Summarizing CSET on Security Without Collateral Damage

Saif M. Khan is a leading tech policy expert with a background in intellectual property law and an education in physics. A Research Fellow at Georgetown’s Center for Security and Emerging Technology (CSET), he studies AI policy, semiconductor supply chains, China’s semiconductor industry and U.S. trade policy. Khan has written many, highly detailed reports which reflect on the importance of export controls and the Bureau of Industry and Security (BIS). He recently told China Tech Threat:

“It is important for policymakers to have a deep understanding of both the complexities of export control regulations as well as the relevant technologies and supply chains to ensure export controls are crafted in a targeted way to achieve their intended security goals while minimizing collateral effects. This is especially true in the domain of semiconductors, where supply chains are incredibly complex. For semiconductors specifically, it is also important to recognize the immense security concerns over China’s attempts to rework global supply chains in its favor.”

Khan’s latest report, China’s Progress in Semiconductor Manufacturing Equipment: Accelerants and Policy Implications (March 2021 with Will Hunt and Dahlia Peterson), offers a security checklist for the future head of BIS. Working with allies and with the tools of BIS, the US can leverage China’s dependence on advanced chips and counterbalance China’s violation of human rights and its threats to international security. The reports specifically recommends:

  • Continue screening foreign investments in semiconductor manufacturing equipment (SME) firms and work with allies to harmonize investment screening practices. This will prevent Chinese firms from strategically acquiring companies possessing sensitive tacit and explicit knowledge and transferring that knowledge back to China.
  • Tighten and control the export of technical data to China which would reduce China’s access to explicit knowledge.
  • Reduce China’s access to critical components required to build advanced SME by imposing export controls on these components. Examples include specialized light sources, laser amplifiers, and optics used to build extreme ultraviolet (EUV) and specialized light sources used to build argon fluoride immersion photolithography tools. China is already attempting to indigenize photolithography components, but robust controls would ensure Chinese firms cannot short-circuit this years-long and expensive process by importing these components instead. The US and allies need to coordinate on this.
  • Work with allies to control the export of SME, especially any SME that China has yet to acquire. These controls would deny China the ability to reverse-engineer SME, an important source of explicit knowledge. Controls on SME would also slow the development of advanced Chinese fabs, weakening China’s semiconductor ecosystem.
  • Prioritize assessment of SME component chokepoints, their value-add to SME, and vectors of technology transfer. These assessments would reveal additional policy options, including further SME components to target with export controls.
  • Study and promote transparency on Chinese government subsidies for SME. If such subsidies are found to be illegal under World Trade Organization (WTO) rules, the United States can consider challenging them. At a minimum, the United States and its allies can consider reducing export controls if China reduces its subsidy programs.
  • Work with allies to promote continued SME innovation through investments in R&D and workforce development. For now, leading SME firms based in the United States and allied countries enjoy an incumbency advantage: unlike Chinese SME firms, they have access to critical product feedback and revenues derived from sales to leading global semiconductor fabs. Workforce and R&D investments would help accelerate the pace of SME innovation, allowing US and allied firms to sustain their incumbency advantage in the years ahead.

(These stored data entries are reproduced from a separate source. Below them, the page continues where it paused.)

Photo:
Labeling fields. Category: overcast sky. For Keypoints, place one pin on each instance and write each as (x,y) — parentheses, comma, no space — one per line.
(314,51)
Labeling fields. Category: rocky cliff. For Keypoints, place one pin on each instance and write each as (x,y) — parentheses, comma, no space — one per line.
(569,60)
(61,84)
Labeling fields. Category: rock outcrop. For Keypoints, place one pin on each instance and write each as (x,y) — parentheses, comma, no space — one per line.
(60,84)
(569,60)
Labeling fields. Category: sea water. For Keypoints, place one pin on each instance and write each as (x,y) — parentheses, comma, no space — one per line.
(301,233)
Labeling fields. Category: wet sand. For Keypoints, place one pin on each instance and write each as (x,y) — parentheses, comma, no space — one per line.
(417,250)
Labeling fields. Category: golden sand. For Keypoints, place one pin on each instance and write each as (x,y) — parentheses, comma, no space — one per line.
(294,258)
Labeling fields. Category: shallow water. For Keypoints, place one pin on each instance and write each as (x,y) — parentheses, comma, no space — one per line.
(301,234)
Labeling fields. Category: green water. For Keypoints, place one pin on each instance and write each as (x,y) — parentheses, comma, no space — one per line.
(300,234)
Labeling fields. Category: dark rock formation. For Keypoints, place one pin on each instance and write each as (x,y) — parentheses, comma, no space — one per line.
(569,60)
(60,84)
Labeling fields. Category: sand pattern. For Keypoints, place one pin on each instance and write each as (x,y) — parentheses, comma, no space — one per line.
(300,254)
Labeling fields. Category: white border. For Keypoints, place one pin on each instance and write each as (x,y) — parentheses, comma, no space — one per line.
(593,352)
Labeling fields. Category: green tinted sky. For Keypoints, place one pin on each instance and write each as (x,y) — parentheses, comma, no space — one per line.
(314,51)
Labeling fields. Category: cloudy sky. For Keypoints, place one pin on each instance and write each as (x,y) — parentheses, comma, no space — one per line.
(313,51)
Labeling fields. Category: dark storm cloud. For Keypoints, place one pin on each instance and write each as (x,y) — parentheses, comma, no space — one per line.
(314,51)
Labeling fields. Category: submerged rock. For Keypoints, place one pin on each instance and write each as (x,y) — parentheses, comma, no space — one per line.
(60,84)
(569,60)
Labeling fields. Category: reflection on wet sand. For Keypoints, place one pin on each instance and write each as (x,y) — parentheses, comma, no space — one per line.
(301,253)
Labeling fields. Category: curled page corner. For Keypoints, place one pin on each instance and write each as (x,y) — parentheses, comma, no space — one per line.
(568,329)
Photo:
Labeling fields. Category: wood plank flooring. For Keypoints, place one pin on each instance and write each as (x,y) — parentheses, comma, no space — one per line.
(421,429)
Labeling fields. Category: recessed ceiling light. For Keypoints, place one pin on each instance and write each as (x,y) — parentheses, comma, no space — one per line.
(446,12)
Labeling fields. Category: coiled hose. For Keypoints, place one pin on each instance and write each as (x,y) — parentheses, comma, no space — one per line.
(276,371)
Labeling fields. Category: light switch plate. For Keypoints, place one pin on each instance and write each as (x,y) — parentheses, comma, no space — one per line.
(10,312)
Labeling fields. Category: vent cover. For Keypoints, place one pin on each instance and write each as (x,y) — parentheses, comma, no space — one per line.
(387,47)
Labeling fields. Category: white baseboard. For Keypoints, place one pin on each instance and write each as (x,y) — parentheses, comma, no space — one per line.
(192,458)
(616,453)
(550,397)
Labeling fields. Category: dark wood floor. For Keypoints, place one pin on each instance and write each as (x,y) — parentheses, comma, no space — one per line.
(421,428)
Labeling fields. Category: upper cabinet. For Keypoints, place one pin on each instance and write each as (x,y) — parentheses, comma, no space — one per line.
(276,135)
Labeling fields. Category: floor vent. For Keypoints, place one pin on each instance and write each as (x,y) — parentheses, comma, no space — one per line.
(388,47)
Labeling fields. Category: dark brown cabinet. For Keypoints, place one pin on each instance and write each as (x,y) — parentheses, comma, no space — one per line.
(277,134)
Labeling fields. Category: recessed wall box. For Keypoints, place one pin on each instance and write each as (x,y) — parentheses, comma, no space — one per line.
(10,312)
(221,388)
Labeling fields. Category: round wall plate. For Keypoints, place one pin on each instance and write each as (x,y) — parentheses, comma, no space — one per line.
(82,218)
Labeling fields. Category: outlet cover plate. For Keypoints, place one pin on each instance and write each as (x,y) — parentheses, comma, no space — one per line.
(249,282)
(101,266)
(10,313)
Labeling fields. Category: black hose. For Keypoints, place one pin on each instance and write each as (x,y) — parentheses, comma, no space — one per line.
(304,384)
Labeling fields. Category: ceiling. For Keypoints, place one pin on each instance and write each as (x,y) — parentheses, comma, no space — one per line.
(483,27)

While BIS may have the tools and authority to impose restrictions, US companies still find work arounds, as China Tech Threat describes in its recent paper with the Coalition for a Prosperous America. For example, semiconductor equipment manufacturers like Applied Materials, KLA, and Lam Research sell to Yangtze Memory Technologies (YMTC) and ChangXin Memory Technologies (CXMT), companies which should be designated as Military End Users, if not Entity List actors, for their ties to the Chinese military. But as the CFO of Lam Research said, China’s demand “has to be satisfied by somebody.” This underscores the need for tough enforcement by BIS to ensure Americans’ security as US some companies inevitably prioritize their profits above Americans’ security.